Here's how I think we could prove the if and only if statement about open sets:
$X_i$ is identified as $X_i \times \{i\} \subseteq X.$ Now let $A \subseteq X$ be open in $X$. Then by the definition of final topology, each $j_i^{-1}(A)$ should be open in $X_i\;$ i.e. $\;X_i \times \{i\}, i \in I.$ Thus considering $X_i$ as a subspace of $X, \;j_i^{-1}(A)$ is open in $X_i$ if and only if $A \,\cap X_i$ is open in $X_i$.
Further, let $A = X_i$. Then, $\;X_i \,\cap X_j = \begin{cases}
\phi & j \neq i \\
X_i & j=i
\end{cases}\quad$ because, $\;X_i \,\cap X_j= \phi$ as subspaces of $X$.
Hence, $X_i$ is closed in all $X_j,\, j \in I$. So, it is closed in $X$. Similar arguments hold for proving $X_i$ is open in $X$.
Please verify whether the solution is correct?
Also, I find it hard to digest that why we are identifying each $X_i$ with a subset of $X$ by means of $j_i$? This step seems forceful to me, taken just to give a convenient way to define open sets in $X$. It does not seem to have anything to do with the definition of final topology.
Any help will be greatly appreciated.
Best Answer
Your solution as to why the $j_i[X_i]$ are open in the sum $X$ is correct: $j_i^{-1}[X_i]$ is either $X_i$ itself or empty, so open in $X_i$.
The whole point of the construction is to make the copies of the $X_i$ all disjoint.

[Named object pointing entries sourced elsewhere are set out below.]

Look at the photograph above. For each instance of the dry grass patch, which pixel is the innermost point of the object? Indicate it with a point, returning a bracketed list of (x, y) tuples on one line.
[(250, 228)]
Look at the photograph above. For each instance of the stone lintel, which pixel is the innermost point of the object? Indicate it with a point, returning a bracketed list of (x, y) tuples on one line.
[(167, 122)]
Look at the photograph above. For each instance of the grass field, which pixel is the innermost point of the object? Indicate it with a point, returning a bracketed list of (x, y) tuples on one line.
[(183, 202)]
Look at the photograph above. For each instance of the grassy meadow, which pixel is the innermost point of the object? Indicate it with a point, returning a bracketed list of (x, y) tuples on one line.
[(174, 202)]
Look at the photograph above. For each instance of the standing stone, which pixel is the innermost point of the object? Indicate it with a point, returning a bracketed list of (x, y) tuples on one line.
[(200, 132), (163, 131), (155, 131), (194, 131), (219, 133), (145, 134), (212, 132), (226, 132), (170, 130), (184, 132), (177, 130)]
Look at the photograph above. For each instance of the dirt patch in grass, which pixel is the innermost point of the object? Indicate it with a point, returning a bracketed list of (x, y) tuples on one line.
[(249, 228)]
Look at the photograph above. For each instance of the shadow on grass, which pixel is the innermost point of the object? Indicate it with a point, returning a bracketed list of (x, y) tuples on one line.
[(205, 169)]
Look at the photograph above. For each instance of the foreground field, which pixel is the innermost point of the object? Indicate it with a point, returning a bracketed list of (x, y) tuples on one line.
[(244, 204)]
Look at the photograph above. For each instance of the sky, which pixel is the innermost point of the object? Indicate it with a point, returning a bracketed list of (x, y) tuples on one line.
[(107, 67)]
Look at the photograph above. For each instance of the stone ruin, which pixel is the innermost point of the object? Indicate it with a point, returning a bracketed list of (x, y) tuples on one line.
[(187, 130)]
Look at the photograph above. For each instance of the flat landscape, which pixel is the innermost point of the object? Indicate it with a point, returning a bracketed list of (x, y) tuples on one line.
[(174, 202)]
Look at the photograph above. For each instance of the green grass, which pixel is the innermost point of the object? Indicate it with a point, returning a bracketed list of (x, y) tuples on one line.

Consider e.g. a sum of countably many copies of $[0,1]$ (in the usual topology). We cannot take a union because then we get just $[0,1]$, we need separate copies of $[0,1]$ so the trick is to use the index set and have a map
$j_n: [0,1] \to [0,1]_n:= [0,1] \times \{n\}, j_n(x)=(x,n)$. The sets $[0,1]\times \{n\}$ are disjoint for different $n$, so now we can talk about copy $0$ of $[0,1]$, copy $1$ and so on, and we can unambiguously define $X = \bigcup_{n \in \Bbb N} [0,1]_n$, and give the sum/union the final topology w.r.t. the maps $j_n$ into $X$. Because we use the final topology, we can prove the universal property we need for a sum: having continuous maps $f_n: [0,1] \to Y$ to some space $Y$, for all $n$, we can define a unique map $f: X \to Y$ "by component", namely such that $f \circ j_n = f_n$ for all $n$. It's entirely dual to the product construction. In general, having made the $X_i$ disjoint (one can also show all $j_i$ are in fact homeomorphisms, so we have "copies" of each $X_i$ inside $X$) there never is any conflict between copies in defining the sum map.
The sum construction isn't very important in general topology, though it can be a handy tool for some proofs and examples, sometimes.